El más reciente trabajo narrativo de Julián Herbert, La casa del dolor ajeno (Random House, México, 2015), constituye un documentado ejercicio a caballo entre la historia y la crónica literaria. ¿Qué historia? La de la matanza de chinos ocurrida en Torreón durante la toma de la ciudad por fuerzas maderistas el mes de mayo de 1911. ¿Cuál crónica? La del proceso personal de involucramiento con un tema que, en palabras del propio Herbert, “quiere ser contado” para no perecer en los anales del olvido nacional. El libro aun se atreve a más: del rescate historiográfico de un hecho del que en el país pocos se acuerdan, o bien tiende a ser tergiversado (en la comarca lagunera es vox populi el falso expediente de que fue Pancho Villa el perpetrador de la masacre), se deriva una especie de metafísica de la patria que, pese a su visión honesta e íntima, acaso haya conseguido más fuerza en Canción de tumba. Con todo, el relato de la impune cacería y ejecución de la prácticamente totalidad de la comunidad china torreonense en el contexto de los inicios de la Revolución está armado con solidez y se desdobla en universos convergentes que pueden ser examinados de manera particular: la microhistoria de Torreón y los personajes que han construido y habitado esa ciudad; la historia general de China, sus guerras del opio, la diáspora multinacional en el siglo XIX y el triunfo de la República en 1912; la propia Revolución mexicana, algunos de cuyos episodios son recuperados con tal aliento bélico que, por momentos, se tiene la impresión de estar releyendo pasajes de Mariano Azuela o Rafael F. Muñoz.

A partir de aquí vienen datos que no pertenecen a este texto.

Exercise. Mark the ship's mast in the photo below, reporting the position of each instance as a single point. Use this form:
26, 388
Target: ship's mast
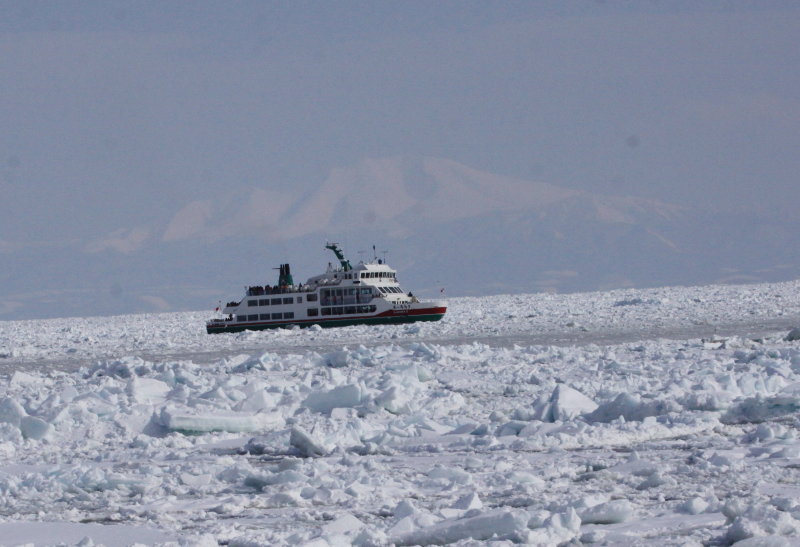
340, 255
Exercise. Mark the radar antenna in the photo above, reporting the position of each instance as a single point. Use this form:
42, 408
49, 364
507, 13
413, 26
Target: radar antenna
338, 252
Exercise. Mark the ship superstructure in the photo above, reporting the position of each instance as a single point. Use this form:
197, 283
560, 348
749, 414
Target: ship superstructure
367, 293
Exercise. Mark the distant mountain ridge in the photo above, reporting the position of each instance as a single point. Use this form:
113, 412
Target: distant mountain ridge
446, 226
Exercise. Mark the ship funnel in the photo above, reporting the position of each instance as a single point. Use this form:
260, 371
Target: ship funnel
285, 276
340, 255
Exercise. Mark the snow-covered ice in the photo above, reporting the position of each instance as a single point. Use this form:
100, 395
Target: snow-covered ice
663, 416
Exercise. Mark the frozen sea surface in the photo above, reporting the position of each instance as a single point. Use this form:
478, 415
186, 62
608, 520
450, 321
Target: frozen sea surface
637, 417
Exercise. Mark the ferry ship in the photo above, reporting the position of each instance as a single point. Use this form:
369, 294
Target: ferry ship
367, 293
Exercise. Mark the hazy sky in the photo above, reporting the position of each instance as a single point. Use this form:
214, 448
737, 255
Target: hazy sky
114, 113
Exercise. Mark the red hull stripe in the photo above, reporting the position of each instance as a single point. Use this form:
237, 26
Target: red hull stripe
328, 318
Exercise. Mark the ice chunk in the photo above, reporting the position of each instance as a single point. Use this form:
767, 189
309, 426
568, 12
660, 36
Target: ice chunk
187, 422
468, 501
344, 525
340, 397
35, 428
565, 403
632, 408
793, 335
147, 390
608, 513
501, 524
759, 408
306, 444
11, 411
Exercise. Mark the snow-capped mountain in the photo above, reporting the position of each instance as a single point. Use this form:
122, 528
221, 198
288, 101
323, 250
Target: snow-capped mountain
445, 225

Pero La casa del dolor ajeno (un guiño metafórico al nombre con que es conocido el estadio del equipo de futbol Santos de Torreón, por el sufrimiento que inflige a sus visitantes, como aconteciera con los chinos) plantea también una reflexión profunda sobre las sinrazones aparentes y las causas verdaderas de la xenofobia en México. El mismo rastreo de las investigaciones judiciales desarrolladas luego del crimen, que Herbert emprende con minuciosidad, proporciona claves tan espantables como irrefutables. La indagatoria a cargo de Macrino J. Martínez, un revolucionario designado juez militar para la ocasión, quien manipuló las pruebas para demostrar que, en realidad, la desarmada colonia china había atacado primero al Ejército Libertador de la República. La de Jesús Flores Magón, tan inoperante que el propio Herbert la descarta. El informe de Ramos Pedrueza, nombrado fiscal por el presidente interino León de la Barra tras la renuncia de Porfirio Díaz: una interpretación al servicio de la gente acomodada de Torreón, a la cual exoneraba atribuyendo la carnicería a la vesania ciega de la masa anónima. La averiguación del propio gobierno oriental, rica en testimonios de cómo sus naturales recibieron balazos en la cabeza, fueron desmembrados a cuerda de caballo o ajusticiados a machetazos. El caso es que más tarde, tras muchos avatares diplomáticos entre las dos naciones en litigio, se acordaría una indemnización. Y que ésta, hasta la fecha, nunca se ha pagado. Herbert sostiene que los chinos fueron exterminados por simple odio racial, envidia económica y entretenimiento de la tropa, y se reafirma en una tesis que encuentra el origen del bias contra los ciudadanos de China no en las clases populares sino en el antichinismo decimonónico intelectual y burgués que se fue instaurando en Estados Unidos (que decretaría un acta de exclusión territorial en 1882) y México.
La aproximación sociológica al Torreón contemporáneo, estereotipada y demasiado similar a una anterior de Carlos Velázquez, enseña uno de los puntos débiles, y la reconstrucción de la historia de China en algunos capítulos incurre en el enciclopedismo. Pero en conjunto este libro, inclinado tal vez más hacia el ensayo historiográfico que hacia una recreación libre de la historia —lo que no le resta méritos— cumple su propósito.